I am always surprised when businesses like this do not seem to evolve and find themselves shutting their doors. This is somewhat similar to what happened to Barnes and Noble. B & N grew to enormous size by displacing all of the mom and pop bookstores all over the United States. B & N saw that the future would favor the big box store. They brought this model to bookselling. Yet, they failed to see how Amazon.com would destroy them. They were a late entrant into online sales, and could never quite figure out a model that leveraged their physical presence with their online presence. Online purchasing was complicated, delays in shipping were common, and Amazon just seemed so much simpler and often less expensive.

But, if anything, Barnes & Noble had a greater challenge than Frank’s Sheet Music, since they had so many physical stores. Unless they made an early and conscious decision to grow their Internet business enormously while simultaneously shutting down stores, I could understand how they got into their predicament a little more so than I could understand that with this sheet music store.

Envisioning your business a different way allows you to keep your existing clients, add new clients, and evolve the services you provide.

They were one of a very small number of stores in New York City that supplied probably an enormous percentage of all the sheet music that musicians still require. Yet, they kept the sheet music in physical form only and were probably losing sales every which way to Internet startups that were supplying exactly the same product immediately on demand.

There is a famous Harvard Business School case called “Marketing Myopia”. That case, originally written in 1960, discusses how businesses rarely realize what business they are actually in. Because of that, they tend to go out of business when market conditions change. One of the classic examples in that case study was companies that supplied kerosene for all the streetlamps of New York City. They never realized that they were actually in the streetlighting business; instead they thought they were in the kerosene business. Once the demand for kerosene streetlights went away these companies folded and new companies supplied electricity, light bulbs, wiring, and service.

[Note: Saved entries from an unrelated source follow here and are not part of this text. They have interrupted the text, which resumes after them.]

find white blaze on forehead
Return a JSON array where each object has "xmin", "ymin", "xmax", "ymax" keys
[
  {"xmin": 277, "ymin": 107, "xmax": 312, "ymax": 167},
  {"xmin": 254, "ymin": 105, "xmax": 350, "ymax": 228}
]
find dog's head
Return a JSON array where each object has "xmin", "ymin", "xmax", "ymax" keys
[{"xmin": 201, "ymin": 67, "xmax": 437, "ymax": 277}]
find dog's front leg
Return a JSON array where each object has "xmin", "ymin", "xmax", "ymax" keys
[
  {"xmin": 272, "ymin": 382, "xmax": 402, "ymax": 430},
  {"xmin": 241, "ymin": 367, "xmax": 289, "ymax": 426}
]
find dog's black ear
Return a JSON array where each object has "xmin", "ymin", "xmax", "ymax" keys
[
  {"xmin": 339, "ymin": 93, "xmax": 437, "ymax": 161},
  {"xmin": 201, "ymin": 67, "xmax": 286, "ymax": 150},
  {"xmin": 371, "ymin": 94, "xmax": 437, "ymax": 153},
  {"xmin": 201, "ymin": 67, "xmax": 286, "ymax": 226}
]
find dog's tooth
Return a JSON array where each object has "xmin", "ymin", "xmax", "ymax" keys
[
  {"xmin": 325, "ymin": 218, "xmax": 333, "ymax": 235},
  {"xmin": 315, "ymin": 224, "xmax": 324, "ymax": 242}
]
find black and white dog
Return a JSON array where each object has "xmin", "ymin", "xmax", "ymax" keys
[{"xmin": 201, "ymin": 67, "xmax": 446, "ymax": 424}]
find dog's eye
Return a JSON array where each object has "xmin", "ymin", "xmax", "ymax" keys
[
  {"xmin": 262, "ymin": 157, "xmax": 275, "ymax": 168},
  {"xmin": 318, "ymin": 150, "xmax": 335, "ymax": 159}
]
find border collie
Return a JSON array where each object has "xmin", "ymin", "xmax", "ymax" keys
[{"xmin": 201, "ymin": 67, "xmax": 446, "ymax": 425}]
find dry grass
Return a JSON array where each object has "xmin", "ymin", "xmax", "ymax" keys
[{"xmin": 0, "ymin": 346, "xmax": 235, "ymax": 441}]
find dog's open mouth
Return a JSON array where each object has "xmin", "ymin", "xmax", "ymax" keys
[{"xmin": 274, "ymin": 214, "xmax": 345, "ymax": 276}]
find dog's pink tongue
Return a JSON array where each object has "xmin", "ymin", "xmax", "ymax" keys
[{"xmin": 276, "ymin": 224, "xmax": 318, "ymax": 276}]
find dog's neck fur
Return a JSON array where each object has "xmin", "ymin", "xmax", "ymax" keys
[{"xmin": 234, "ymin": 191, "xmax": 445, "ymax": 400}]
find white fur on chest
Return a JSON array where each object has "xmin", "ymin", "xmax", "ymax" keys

In my own consulting work I often advise my clients to rethink what their business product and market actually are, and to focus on the customer relationships they have built, in order to find further growth opportunities for themselves. I was recently speaking to an air miles broker, who was concerned about how that market was changing and how his business might not exist in a few years. I suggested to him that he wasn’t really only in the air miles business — perhaps his real business product is providing affordable travel to his customers and exchanging air miles is just one way to do that. Or perhaps his business should be providing other sorts of broker/agent services to his same clients or new clients. Envisioning your business a different way allows you to keep your existing clients, add new clients, and evolve the services you provide. If you are having trouble thinking this through for your own business, find a good business advisor or management consultant and ask them.